Pur rifacendosi programmaticamente allo spirito di quelli precedenti, il volume che proponiamo agli studiosi presenta talune caratteristiche proprie. Innanzitutto, esso è stato ideato e composto dal sottoscritto (che lavora come libero scrittore), con la collaborazione di Franco Restaino (che lavora all'Università di Cagliari) e di Luigi Lentini (che lavora all'Università di Venezia). Abbagnano, che ha diretto l'opera, ne ha discusso e approvato, di volta in volta, le singole parti, apportando osservazioni e suggerimenti. In secondo luogo, esso si caratterizza per una trattazione più estesa ed analitica dei singoli argomenti, in omaggio alla sempre più diffusa esigenza attuale di dare maggiore spazio allo studio della civiltà e del pensiero del nostro tempo.

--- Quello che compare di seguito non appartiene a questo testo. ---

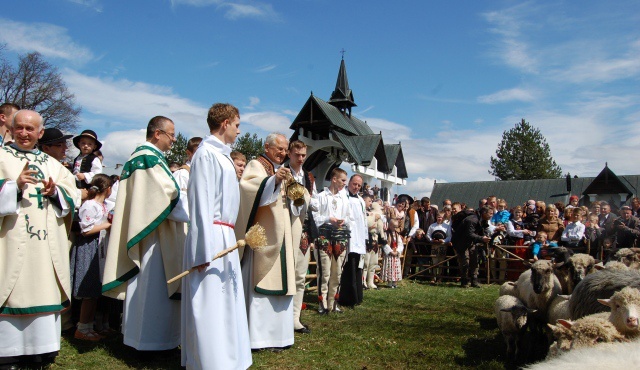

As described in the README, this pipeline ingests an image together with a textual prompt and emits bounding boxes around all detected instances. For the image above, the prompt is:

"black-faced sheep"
[547,294,571,324]
[569,269,640,320]
[598,287,640,338]
[516,260,562,321]
[499,281,518,297]
[493,295,534,356]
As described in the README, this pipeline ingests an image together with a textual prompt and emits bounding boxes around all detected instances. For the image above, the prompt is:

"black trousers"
[338,253,362,307]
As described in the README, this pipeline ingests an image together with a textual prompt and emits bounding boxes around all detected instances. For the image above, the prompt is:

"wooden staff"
[167,224,267,284]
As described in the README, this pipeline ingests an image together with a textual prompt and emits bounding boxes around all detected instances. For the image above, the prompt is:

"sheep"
[547,312,625,358]
[593,261,629,270]
[552,247,573,294]
[493,295,535,357]
[614,248,640,270]
[569,269,640,320]
[598,287,640,338]
[499,281,517,297]
[516,260,562,321]
[547,294,571,324]
[566,253,596,294]
[525,341,640,370]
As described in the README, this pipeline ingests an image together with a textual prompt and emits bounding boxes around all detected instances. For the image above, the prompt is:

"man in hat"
[38,128,73,162]
[102,116,189,351]
[71,130,102,189]
[287,140,318,334]
[0,110,80,368]
[614,206,640,249]
[0,103,20,146]
[235,133,296,351]
[313,167,351,314]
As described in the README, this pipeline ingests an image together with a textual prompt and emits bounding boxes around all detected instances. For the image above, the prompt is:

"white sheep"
[598,287,640,338]
[493,295,535,356]
[613,248,640,270]
[516,260,562,321]
[525,341,640,370]
[547,312,625,358]
[499,281,518,297]
[547,294,571,324]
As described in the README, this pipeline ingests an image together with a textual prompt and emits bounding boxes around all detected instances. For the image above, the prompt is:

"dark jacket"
[451,211,484,251]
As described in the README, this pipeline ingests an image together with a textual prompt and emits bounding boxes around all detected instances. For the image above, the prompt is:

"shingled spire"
[328,55,357,117]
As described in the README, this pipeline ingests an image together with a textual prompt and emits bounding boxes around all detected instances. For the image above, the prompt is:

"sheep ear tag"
[558,319,573,329]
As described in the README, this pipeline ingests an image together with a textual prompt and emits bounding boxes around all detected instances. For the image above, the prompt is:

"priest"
[235,133,296,351]
[102,116,188,351]
[0,110,80,368]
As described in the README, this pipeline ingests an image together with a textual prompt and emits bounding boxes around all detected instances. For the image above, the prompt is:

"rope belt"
[213,220,236,229]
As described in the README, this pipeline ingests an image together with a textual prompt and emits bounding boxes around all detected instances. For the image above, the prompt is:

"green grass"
[52,281,505,369]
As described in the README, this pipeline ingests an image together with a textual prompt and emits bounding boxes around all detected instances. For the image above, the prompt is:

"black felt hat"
[73,130,102,150]
[38,128,73,146]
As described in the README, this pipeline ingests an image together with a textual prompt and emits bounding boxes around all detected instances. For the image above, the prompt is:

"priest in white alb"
[0,110,80,368]
[102,116,189,351]
[235,134,296,351]
[181,103,252,369]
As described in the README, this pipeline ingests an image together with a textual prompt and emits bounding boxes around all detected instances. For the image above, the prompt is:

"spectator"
[537,204,564,243]
[561,208,585,248]
[614,206,640,249]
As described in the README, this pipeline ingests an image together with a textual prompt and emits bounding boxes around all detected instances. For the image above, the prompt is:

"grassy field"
[52,281,505,369]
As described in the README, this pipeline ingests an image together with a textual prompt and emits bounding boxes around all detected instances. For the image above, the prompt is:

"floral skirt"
[381,254,402,281]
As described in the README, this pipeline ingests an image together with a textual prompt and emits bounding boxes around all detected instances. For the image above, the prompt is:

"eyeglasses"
[158,129,176,140]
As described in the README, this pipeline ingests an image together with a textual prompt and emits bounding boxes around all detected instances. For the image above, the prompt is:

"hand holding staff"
[167,224,267,284]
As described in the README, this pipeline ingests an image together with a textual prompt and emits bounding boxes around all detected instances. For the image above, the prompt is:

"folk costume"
[287,164,318,330]
[0,144,80,357]
[235,156,296,349]
[313,187,350,313]
[102,142,188,351]
[362,203,384,289]
[181,135,252,369]
[338,191,369,307]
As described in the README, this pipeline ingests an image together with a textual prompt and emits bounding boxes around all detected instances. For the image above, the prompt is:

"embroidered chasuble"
[102,144,186,300]
[235,156,296,295]
[0,146,80,316]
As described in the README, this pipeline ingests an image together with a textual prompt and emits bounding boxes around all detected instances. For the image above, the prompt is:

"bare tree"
[0,49,81,131]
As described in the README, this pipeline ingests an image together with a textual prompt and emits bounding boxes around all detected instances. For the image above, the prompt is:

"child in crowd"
[382,225,404,289]
[230,150,247,181]
[491,199,511,226]
[531,231,558,261]
[560,207,585,248]
[427,212,451,283]
[70,174,112,341]
[71,130,102,189]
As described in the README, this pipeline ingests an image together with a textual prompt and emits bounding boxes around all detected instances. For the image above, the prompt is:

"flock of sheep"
[494,247,640,369]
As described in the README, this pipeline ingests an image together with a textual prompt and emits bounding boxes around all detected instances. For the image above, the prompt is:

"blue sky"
[0,0,640,196]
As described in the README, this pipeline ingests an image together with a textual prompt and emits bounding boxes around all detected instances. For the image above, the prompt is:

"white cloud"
[478,88,536,104]
[240,112,291,135]
[63,69,208,136]
[67,0,102,13]
[254,64,277,73]
[0,18,94,63]
[171,0,281,21]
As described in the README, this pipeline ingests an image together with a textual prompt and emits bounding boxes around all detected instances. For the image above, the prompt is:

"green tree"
[0,47,81,131]
[489,118,562,180]
[231,132,264,161]
[166,132,188,165]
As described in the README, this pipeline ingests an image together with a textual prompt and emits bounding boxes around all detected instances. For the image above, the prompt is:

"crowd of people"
[0,99,640,369]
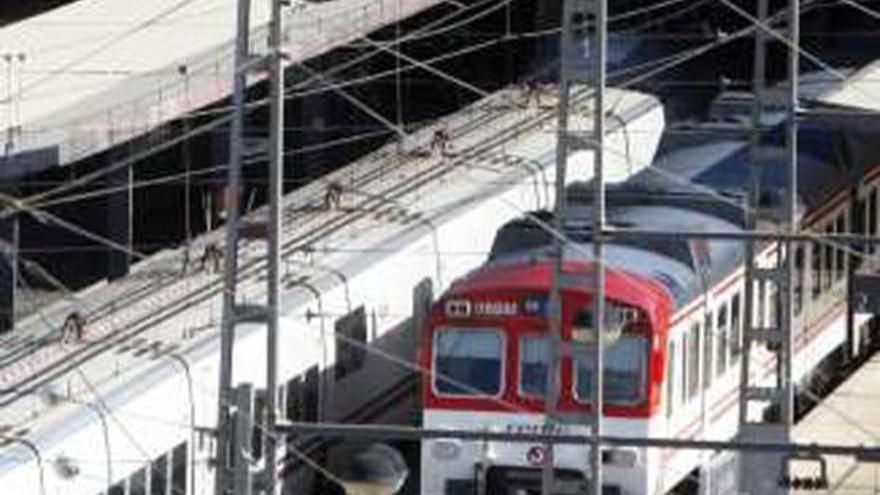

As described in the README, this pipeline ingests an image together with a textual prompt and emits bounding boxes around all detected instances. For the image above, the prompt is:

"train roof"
[490,116,864,308]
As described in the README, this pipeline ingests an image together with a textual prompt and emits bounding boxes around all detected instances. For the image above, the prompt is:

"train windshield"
[519,336,549,397]
[433,328,504,395]
[574,333,648,405]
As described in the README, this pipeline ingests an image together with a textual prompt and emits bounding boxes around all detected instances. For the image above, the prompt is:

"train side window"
[715,303,728,376]
[251,390,266,461]
[680,332,691,404]
[730,294,744,361]
[835,212,846,280]
[433,329,504,395]
[284,365,321,422]
[284,376,304,421]
[755,280,767,327]
[150,454,168,495]
[850,196,868,269]
[128,469,147,495]
[703,313,715,388]
[687,321,700,400]
[810,242,822,299]
[171,442,189,494]
[867,187,878,253]
[793,244,804,314]
[767,283,782,328]
[822,223,834,291]
[334,306,367,380]
[666,339,678,417]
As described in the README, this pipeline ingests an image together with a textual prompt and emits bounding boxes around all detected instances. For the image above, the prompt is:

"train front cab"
[422,266,668,495]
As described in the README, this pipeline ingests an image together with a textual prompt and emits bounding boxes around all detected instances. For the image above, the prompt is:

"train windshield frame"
[517,333,550,399]
[572,332,649,406]
[431,327,506,397]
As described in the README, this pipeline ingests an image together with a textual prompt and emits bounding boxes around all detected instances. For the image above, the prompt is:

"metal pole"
[739,0,768,428]
[780,0,801,438]
[81,399,113,487]
[263,0,284,495]
[232,383,254,495]
[541,72,570,495]
[590,0,608,495]
[165,352,198,493]
[541,0,573,488]
[179,65,192,250]
[215,0,250,495]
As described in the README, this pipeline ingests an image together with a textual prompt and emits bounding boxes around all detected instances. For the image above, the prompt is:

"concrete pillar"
[107,162,134,280]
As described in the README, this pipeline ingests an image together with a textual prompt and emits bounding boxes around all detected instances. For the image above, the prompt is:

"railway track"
[0,86,600,407]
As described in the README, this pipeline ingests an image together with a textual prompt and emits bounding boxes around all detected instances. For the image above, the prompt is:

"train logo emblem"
[526,445,547,466]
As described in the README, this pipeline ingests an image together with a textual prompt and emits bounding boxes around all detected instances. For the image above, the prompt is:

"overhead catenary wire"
[1,0,880,492]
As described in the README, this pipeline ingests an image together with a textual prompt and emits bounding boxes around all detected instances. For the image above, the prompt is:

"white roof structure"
[816,60,880,112]
[0,0,440,170]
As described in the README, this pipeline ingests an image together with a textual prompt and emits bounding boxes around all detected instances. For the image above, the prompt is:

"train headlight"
[431,439,461,461]
[602,449,639,468]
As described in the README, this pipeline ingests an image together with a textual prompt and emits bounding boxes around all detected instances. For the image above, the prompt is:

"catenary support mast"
[214,0,251,495]
[541,0,608,495]
[739,0,803,494]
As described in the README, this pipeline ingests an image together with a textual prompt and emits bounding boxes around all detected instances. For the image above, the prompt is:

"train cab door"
[486,466,592,495]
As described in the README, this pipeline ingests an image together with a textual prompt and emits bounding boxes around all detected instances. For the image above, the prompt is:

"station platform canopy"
[0,0,441,178]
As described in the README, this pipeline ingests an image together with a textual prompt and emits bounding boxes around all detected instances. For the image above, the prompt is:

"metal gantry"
[739,0,800,493]
[215,0,284,495]
[541,0,608,495]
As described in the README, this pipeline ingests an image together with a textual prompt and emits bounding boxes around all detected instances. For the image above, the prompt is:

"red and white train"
[421,112,880,495]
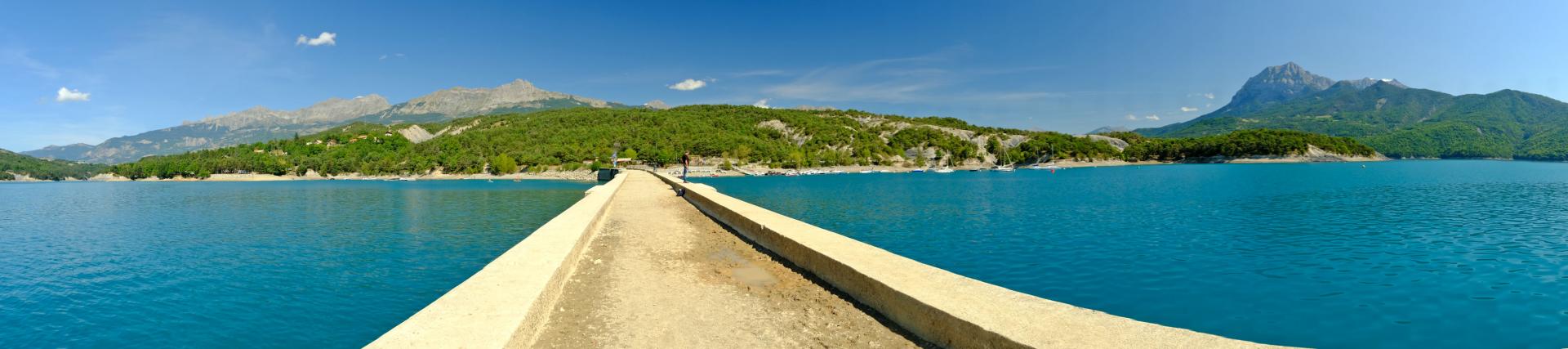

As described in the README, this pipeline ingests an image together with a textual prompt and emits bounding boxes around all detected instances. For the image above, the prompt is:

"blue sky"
[0,2,1568,151]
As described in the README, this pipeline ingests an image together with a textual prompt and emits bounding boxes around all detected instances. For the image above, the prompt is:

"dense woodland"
[111,105,1369,179]
[1104,129,1377,162]
[0,150,108,181]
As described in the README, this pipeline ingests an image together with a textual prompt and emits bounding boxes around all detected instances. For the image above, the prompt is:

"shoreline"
[0,155,1398,182]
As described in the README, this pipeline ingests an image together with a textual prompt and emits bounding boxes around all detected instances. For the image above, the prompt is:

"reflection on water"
[0,181,590,347]
[702,160,1568,347]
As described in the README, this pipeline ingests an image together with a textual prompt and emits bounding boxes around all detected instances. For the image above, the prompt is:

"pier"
[368,172,1263,347]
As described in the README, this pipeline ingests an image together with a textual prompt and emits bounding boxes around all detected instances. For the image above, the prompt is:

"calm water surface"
[701,160,1568,347]
[0,181,591,347]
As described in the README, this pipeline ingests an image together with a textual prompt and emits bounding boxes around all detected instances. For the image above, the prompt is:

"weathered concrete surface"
[529,172,917,347]
[367,175,626,347]
[657,175,1285,347]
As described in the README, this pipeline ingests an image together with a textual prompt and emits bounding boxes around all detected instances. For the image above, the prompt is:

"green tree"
[491,153,518,175]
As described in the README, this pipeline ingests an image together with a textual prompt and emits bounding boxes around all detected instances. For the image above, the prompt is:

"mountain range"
[1135,63,1568,160]
[22,78,627,163]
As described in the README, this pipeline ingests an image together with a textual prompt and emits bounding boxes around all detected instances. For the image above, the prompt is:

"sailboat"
[934,156,953,173]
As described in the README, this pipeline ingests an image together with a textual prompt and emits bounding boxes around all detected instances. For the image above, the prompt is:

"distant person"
[680,151,692,182]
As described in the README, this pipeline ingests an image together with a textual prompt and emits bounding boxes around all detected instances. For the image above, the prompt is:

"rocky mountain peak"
[390,78,610,116]
[1218,61,1334,113]
[1339,77,1410,90]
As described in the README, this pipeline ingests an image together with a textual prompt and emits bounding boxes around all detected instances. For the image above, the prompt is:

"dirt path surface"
[533,172,927,347]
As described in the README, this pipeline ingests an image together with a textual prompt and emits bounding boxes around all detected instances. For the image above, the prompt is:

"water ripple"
[0,181,588,347]
[702,160,1568,347]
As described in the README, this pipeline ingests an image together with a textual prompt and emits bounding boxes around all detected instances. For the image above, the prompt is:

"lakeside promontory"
[91,105,1380,179]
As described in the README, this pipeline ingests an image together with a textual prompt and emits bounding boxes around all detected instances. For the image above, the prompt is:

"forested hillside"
[1137,62,1568,160]
[0,150,108,181]
[113,105,1379,177]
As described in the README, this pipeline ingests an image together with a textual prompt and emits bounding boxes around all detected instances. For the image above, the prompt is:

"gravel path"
[535,172,929,347]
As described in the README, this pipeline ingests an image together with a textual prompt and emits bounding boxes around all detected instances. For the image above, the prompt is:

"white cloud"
[55,88,92,102]
[295,31,337,46]
[670,78,707,92]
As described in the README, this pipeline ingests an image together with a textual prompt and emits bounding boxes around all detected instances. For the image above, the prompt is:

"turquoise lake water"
[696,160,1568,347]
[0,181,591,347]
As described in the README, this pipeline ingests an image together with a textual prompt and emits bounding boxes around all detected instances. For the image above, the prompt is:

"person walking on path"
[680,151,692,182]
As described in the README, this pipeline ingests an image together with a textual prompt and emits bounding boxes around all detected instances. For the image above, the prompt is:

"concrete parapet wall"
[654,173,1263,347]
[365,175,626,347]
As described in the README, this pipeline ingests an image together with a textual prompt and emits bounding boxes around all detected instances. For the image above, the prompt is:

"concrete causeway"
[533,172,915,347]
[367,172,1285,347]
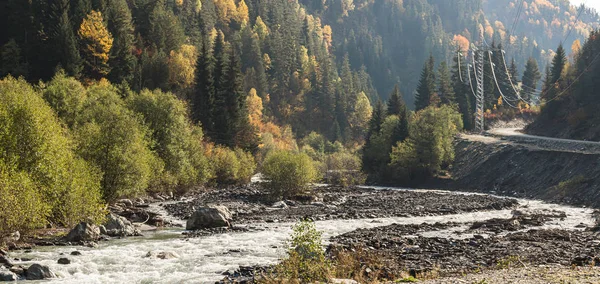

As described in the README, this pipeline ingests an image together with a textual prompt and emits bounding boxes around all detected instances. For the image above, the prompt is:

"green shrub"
[325,152,366,186]
[42,71,87,128]
[0,77,104,225]
[127,90,210,190]
[75,82,164,201]
[275,221,332,283]
[262,150,319,197]
[390,105,463,180]
[234,148,256,184]
[0,166,51,239]
[208,146,256,184]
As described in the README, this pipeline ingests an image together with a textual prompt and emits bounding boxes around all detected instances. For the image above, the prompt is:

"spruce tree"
[108,0,137,85]
[224,48,259,152]
[438,62,456,105]
[191,40,215,133]
[452,49,474,130]
[550,43,567,84]
[52,0,83,77]
[415,55,435,111]
[521,58,541,101]
[387,84,406,116]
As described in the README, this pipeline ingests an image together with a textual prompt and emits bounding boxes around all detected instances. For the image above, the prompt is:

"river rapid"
[11,189,594,283]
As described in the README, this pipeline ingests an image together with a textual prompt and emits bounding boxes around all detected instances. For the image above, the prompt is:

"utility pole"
[472,29,489,133]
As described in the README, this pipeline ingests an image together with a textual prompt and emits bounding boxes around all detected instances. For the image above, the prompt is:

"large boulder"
[0,271,19,281]
[0,255,13,268]
[104,213,140,237]
[146,251,179,259]
[25,263,56,280]
[185,206,232,230]
[67,222,100,242]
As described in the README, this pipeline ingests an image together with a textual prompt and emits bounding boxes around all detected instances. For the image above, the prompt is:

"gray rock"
[271,201,288,209]
[117,199,133,207]
[0,271,19,281]
[25,263,56,280]
[146,251,179,259]
[98,225,108,235]
[9,265,25,276]
[58,257,71,265]
[104,213,139,237]
[67,222,100,242]
[185,206,232,230]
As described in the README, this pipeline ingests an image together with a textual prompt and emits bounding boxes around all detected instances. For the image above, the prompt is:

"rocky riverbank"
[165,185,518,227]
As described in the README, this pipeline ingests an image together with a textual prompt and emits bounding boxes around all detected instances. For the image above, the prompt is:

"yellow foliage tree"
[246,88,263,130]
[235,0,250,26]
[169,44,198,90]
[214,0,237,24]
[78,11,113,80]
[254,16,269,40]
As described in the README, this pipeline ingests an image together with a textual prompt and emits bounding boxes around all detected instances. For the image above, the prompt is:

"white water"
[11,191,593,283]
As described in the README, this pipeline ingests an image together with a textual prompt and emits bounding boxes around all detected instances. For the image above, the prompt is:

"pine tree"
[0,39,27,77]
[452,49,474,130]
[191,38,215,133]
[415,54,435,111]
[438,62,456,104]
[521,58,541,101]
[79,11,113,80]
[387,84,406,116]
[52,0,82,77]
[108,0,137,85]
[550,43,567,84]
[225,48,259,152]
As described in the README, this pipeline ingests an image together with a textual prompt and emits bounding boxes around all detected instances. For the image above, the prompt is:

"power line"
[563,0,587,43]
[540,52,600,103]
[509,0,525,36]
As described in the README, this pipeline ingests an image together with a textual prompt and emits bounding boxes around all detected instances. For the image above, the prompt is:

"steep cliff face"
[446,136,600,207]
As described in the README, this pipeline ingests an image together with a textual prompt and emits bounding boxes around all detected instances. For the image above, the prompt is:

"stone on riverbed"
[104,213,140,237]
[0,271,19,281]
[185,206,232,230]
[25,263,56,280]
[0,255,13,268]
[67,222,100,242]
[146,251,179,259]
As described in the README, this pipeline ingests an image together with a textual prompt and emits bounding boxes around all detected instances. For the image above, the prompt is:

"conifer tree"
[79,11,113,80]
[52,0,82,77]
[438,62,456,104]
[108,0,137,84]
[452,49,474,130]
[387,84,406,116]
[521,58,541,101]
[550,43,567,84]
[415,54,435,111]
[191,38,215,132]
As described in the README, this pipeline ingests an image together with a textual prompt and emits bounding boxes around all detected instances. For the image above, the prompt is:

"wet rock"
[66,222,100,242]
[57,257,71,265]
[25,263,56,280]
[331,278,358,284]
[0,271,19,281]
[271,201,288,209]
[145,251,179,259]
[185,206,232,230]
[104,213,139,237]
[117,199,133,207]
[9,265,25,276]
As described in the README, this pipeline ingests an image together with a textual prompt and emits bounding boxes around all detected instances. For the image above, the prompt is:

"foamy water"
[11,191,593,283]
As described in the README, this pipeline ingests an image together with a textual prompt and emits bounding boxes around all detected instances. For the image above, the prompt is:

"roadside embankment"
[446,135,600,207]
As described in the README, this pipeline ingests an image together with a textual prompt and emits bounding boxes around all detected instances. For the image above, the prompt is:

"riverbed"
[5,188,594,283]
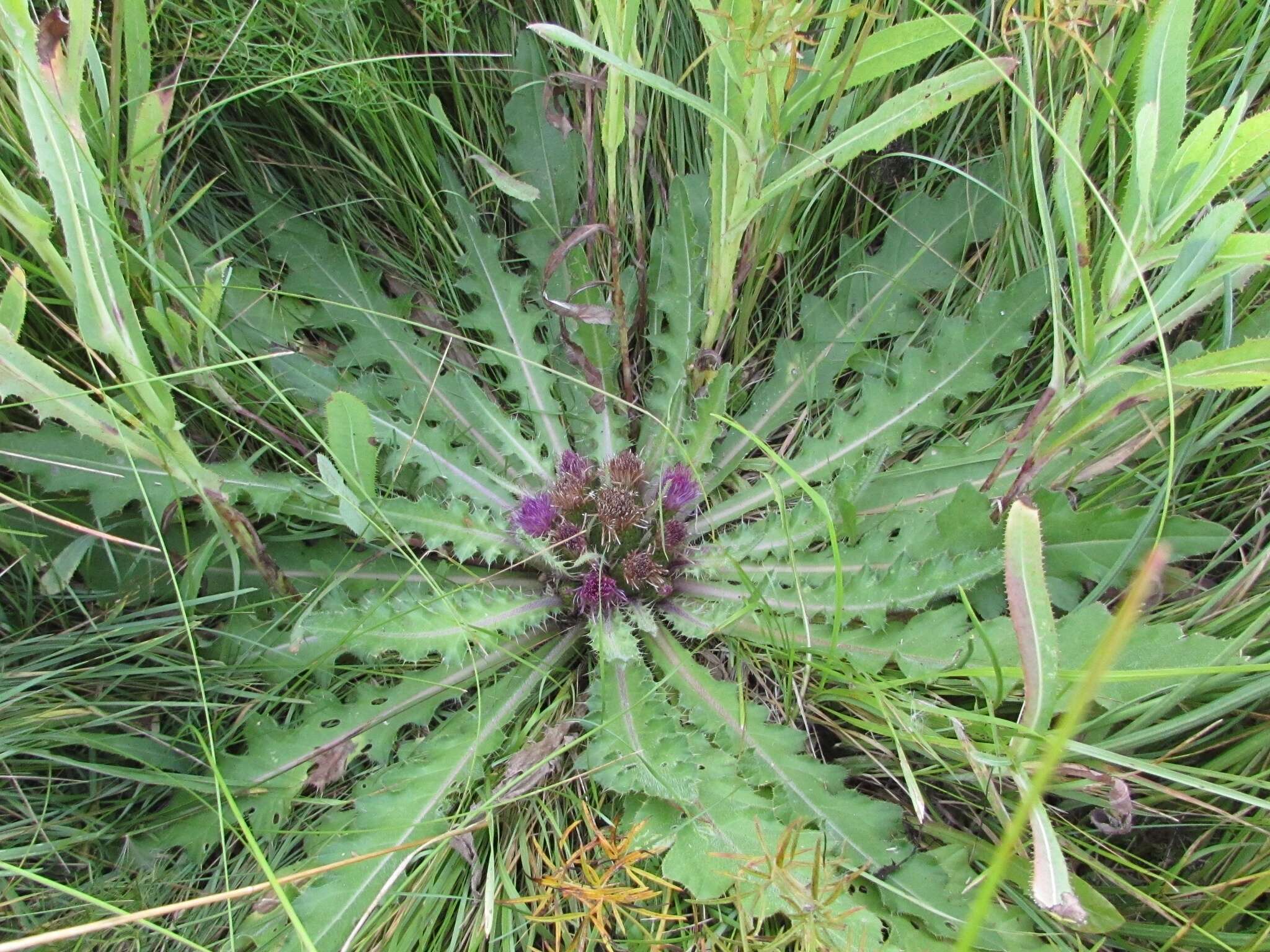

In terzo luogo, muovendo dall'ottica laica e pluralista di Abbagnano, e dalla sua visione «universalista» e non faziosa del fatto culturale, il testo odierno si qualifica per un'ancora più accentuata apertura simpatetica, pur nell'indispensabile distacco critico, verso tutte le grandi correnti di pensiero del mondo contemporaneo (comprese quelle che erano rimaste ai margini degli interessi e delle attenzioni del Maestro, come ad esempio la Scuola di Francoforte o l'ermeneutica). Come potrà constatare agevolmente il lettore, Lukács e Popper, Tillich e Lévi-Strauss, Foucault e Bloch, Gadamer e Quine, Labriola e Nozick (per citare alcune figure molto diverse fra di loro) vengono trattati, in questa sede, con la medesima partecipazione ed imparzialità, sino a sfatare il luogo comune dell'inevitabile carattere «tendenzioso» delle storie della filosofia.

Ovviamente, per quanto riguarda gli autori e i movimenti, si è dovuto fare delle scelte ed operare delle selezioni, escludendo non solo i temi già presi in considerazione da Abbagnano nelle sezioni precedenti, ma anche tutto ciò che, per ora, costituisce più oggetto di cronaca che di storia vera e propria. Viceversa, sulla scia di una tendenza in atto nella manualistica più recente, si è pensato di concedere adeguato spazio agli aspetti filosofici della «nuova teologia» e alle sue numerose correnti e ramificazioni interne. In ogni caso, pur non pretendendo di avere esaurito tutto il variegato e controverso quadro della filosofia contemporanea (sarebbe temerario e ingenuo pensarlo) riteniamo di avere offerto già molto – senz'altro più di quello che offre attualmente il panorama italiano (e non solo italiano).

Nel licenziare questa fatica, desidero ringraziare sia la Casa Editrice che ne ha permesso l'ottimale realizzazione, sia i miei valenti collaboratori, con i quali ho agito in sintonia di metodi e di intenti. Infine, mi è caro rendere omaggio, con commossa gratitudine, alla memoria di Abbagnano, fiducioso che anche questo lavoro possa contribuire a far vivere nel tempo il suo nome e la sua opera».